Corbyn attempts to change politics in first confrontation with Cameron

Corbyn attempts to change politics in first confrontation with Cameron

Veteran left winger and new Labour leader asks crowd-sourced questions in an attempt to wrong-foot the PM

Today marked the climax of an important week indeed for British Politics. The Labour Party has its first left-wing leader since the 1970s, the press and the electorate are still trying to decide how they feel about it (aside from Rupert Murdoch’s empire, which has a bias that continues to astound), and he is already breaking all the rules.

Yesterday he attended the Battle of Britain memorial, along with all the usual political heavyweights, looking in a class of his own in an open-necked shirt, tieless, and with a beard to rival Dumbledore. Having spent over 20 years in Labour’s awkward squad, at the fringe of politics, he has yet to form a concrete media strategy, and so is bound to occasionally put his foot in his mouth. On this occasion he failed to sing the national anthem, and this morning the national press had a field day. Headlines like “Corbyn insults Queen at memorial” ran amock. His principled stand, as a republican and a pacifist, to choose to remember the dead in silence rather than to praise their patriotic endeavour, is not only entirely reasonable but also entirely tedious. This was not news, and it was certainly not more important than the Tories’ £4bn tax credit cut, which was implemented yesterday after a quelled rebellion, but I’d imagine that it sold a few more papers.

Regardless, today Corbyn took to the dispatch box for his first Prime Minister’s Question time; a real opportunity to show how he plans to deal with the Tories for the rest of the parliament. His response to the challenge was odd but effective, although twitter would indicate that he has split the public. He chose, rather than to engage in gladiatorial name-calling with the PM as is usual, to put crowd-sourced question forward for Cameron to respond to. He raised questions from Marie, Angela, Gail, Clare and others on mental health support, tax credit cuts, and housing association rents.
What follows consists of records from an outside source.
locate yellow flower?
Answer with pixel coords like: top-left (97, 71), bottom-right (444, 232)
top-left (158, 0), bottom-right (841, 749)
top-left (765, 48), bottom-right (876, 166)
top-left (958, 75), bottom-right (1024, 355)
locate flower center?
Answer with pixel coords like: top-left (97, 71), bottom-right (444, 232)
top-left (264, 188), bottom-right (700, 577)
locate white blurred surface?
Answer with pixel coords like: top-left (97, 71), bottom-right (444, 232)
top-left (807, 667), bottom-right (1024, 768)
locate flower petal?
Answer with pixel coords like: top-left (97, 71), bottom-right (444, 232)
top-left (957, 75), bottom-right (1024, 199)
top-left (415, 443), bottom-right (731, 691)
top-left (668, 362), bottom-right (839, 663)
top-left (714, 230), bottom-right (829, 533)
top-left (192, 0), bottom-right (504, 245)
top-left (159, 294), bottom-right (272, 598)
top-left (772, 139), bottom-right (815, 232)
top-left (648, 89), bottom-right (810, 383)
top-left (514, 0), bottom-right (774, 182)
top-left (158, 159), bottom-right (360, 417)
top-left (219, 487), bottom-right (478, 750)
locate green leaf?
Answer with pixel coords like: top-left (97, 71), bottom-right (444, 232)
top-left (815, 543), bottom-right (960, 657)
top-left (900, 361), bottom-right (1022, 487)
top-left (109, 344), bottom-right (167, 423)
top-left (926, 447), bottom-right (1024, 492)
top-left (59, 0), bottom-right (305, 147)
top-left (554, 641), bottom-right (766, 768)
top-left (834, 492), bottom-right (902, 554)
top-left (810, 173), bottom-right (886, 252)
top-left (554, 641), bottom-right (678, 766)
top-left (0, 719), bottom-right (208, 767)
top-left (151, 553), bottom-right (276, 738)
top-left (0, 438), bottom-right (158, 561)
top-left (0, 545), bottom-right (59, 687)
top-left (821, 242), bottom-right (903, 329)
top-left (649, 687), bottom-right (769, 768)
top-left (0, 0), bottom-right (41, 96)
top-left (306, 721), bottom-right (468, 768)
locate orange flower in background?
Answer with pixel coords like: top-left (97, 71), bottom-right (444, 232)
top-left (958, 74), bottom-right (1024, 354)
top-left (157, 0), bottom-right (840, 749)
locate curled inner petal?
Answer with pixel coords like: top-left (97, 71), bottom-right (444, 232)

This crowd-sourcing idea was novel, but clever. It denied Cameron the ability to abuse question and questioner, as he would have risked offending a voter on live TV. It allowed Corbyn to dictate the direction of the debate, and to paint the PM into a corner. We were all waiting for the killer blow that never came, but perhaps Corbyn is simply warming up.

Either way, Westminster politics is unlikely to be the same again. MPs across the spectrum will be begging their parties to give them free reign, to take their ties off and answer questions with clarity and honesty in an attempt to compete with him. The Tories will plot, as will Labour backbenchers and the remnants of New Labour. The Greens will likely collapse. And in 2020 Corbyn will either tear down the Government or tear apart his own party.